Lower Manhattan has always been a more affordable area of New York City, even before the Sept. 11, 2001 terrorist attacks, Cleary said. JDRFI has about 150 employees and two floors at 120 Wall St., with plans for some more space on another floor. “The building seems to meet our short- and longer-term size needs.”

Though the organization is not currently looking to buy property, if a favorable opportunity presented itself, given its diverse board of directors, Cleary said it would examine it.

Ask the important questions

According to Kelly of NYAS, the question that nonprofits must ask when determining whether to own or lease is, “What’s the long-term cost of occupancy going to be?” The academy and its leasing agent spent a lot of time creating a model that incorporates the costs, services and revenues involved. “Around the country, those models will tell you the answers,” Kelly said. Specific to Manhattan, if you must own, he said, you have to settle, but with rentals, there’s a lot more on the market.

Now is a good time for nonprofits because the downtown market has not been discovered yet, Kelly said. When he factors in assorted subsidies and incentives, Kelly said the net cost of the stated $48 per square foot rent at 7 WTC turns out to be “an amazing value.”

The $700-million, 52-story building is expected to open in April and by June Kelly hopes construction will begin on the academy’s new 40th floor headquarters currently in the design and detail phase. The new facilities will give its 74 employees better working conditions, as well as more conference and banquet capabilities. Kelly doesn’t foresee any substantial interruption in programming as the summer is a slow time of year, and the academy is not planning major events until after November, leaving time for any potential construction delays, as well as a chance to break in the new facilities. “The timing has worked out fortuitously for us,” he said.
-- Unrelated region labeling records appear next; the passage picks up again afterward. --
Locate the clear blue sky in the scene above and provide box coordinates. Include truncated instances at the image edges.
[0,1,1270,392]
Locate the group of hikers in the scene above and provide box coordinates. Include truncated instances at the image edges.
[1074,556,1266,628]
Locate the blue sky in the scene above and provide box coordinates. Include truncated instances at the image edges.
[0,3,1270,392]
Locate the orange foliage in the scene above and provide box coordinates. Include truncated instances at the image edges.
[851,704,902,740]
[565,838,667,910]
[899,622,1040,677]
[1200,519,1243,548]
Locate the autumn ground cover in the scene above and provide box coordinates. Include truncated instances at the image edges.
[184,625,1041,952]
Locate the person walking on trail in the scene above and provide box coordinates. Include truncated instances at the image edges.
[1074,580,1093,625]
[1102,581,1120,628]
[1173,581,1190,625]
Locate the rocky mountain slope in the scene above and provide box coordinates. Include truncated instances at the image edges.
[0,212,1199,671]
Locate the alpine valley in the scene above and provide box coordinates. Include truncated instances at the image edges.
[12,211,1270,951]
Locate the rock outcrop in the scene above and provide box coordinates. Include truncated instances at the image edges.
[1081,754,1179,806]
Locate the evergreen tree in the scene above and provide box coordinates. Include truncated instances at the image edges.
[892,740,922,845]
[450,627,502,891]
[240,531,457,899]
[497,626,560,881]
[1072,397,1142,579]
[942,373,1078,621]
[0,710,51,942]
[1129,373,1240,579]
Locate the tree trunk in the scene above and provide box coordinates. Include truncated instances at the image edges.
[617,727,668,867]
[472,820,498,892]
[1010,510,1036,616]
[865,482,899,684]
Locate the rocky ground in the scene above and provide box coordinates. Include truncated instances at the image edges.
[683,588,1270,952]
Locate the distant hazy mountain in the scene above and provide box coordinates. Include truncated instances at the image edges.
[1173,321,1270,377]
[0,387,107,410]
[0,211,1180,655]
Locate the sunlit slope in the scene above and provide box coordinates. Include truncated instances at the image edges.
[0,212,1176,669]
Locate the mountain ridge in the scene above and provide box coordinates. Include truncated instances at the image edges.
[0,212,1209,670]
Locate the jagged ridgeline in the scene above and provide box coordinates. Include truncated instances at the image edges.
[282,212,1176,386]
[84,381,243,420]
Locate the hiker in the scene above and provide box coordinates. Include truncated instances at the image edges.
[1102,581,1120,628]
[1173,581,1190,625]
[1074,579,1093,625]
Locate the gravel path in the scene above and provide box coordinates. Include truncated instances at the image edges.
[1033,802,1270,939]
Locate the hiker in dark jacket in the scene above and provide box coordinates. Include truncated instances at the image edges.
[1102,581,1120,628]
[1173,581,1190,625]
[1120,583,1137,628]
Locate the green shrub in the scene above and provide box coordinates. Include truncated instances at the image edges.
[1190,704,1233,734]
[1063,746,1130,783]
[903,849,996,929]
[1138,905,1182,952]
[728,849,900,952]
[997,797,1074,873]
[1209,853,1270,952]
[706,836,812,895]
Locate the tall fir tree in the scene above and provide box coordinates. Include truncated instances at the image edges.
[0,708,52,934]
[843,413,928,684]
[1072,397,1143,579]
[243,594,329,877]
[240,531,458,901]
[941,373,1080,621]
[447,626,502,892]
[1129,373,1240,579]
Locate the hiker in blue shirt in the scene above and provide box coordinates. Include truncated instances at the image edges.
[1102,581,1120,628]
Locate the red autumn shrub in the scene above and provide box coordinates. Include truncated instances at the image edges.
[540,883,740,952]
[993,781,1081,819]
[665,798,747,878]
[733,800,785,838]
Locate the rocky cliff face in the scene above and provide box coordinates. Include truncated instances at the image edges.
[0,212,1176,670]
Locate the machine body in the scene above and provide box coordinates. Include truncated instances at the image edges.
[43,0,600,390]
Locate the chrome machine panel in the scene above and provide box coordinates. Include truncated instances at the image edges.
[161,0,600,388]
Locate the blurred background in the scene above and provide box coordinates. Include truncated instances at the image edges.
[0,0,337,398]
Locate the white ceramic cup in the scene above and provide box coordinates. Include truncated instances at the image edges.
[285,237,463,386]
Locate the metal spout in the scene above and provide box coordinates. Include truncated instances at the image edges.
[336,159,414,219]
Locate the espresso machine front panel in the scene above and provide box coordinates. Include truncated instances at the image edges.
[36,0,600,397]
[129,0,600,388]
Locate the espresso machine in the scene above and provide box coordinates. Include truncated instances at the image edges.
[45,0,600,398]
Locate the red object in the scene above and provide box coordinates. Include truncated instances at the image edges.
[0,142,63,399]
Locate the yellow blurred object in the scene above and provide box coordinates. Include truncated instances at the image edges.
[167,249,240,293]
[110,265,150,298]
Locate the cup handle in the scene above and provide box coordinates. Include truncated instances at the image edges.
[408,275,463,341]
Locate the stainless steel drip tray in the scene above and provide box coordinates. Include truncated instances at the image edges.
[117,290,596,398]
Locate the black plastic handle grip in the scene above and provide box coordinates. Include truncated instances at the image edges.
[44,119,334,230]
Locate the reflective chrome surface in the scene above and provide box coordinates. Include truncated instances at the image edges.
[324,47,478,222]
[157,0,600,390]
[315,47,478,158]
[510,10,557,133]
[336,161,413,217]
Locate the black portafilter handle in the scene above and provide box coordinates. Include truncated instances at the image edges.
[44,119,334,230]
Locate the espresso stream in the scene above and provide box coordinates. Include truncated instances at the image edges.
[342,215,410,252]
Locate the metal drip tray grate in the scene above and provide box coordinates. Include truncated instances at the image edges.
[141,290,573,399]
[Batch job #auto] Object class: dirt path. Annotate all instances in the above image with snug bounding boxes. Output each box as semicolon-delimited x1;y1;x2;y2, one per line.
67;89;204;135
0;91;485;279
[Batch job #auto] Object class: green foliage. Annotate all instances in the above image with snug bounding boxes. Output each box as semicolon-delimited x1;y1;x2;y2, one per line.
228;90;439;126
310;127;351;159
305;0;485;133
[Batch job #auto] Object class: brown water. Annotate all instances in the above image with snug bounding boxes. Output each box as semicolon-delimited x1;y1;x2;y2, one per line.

Another thing for nonprofits to consider is the wild card of what direction the real estate market will go. Even based on historical perspectives, real estate values “have a funny way of being down at the point you’re wanting to sell.”

He also cautioned that it’s not safe to assume too much capital growth in the value of real estate but that depends on the philosophy of a board. “It’s not growth until you sell the building,” he said. “Oftentimes it’s the hard times that force you to sell buildings.”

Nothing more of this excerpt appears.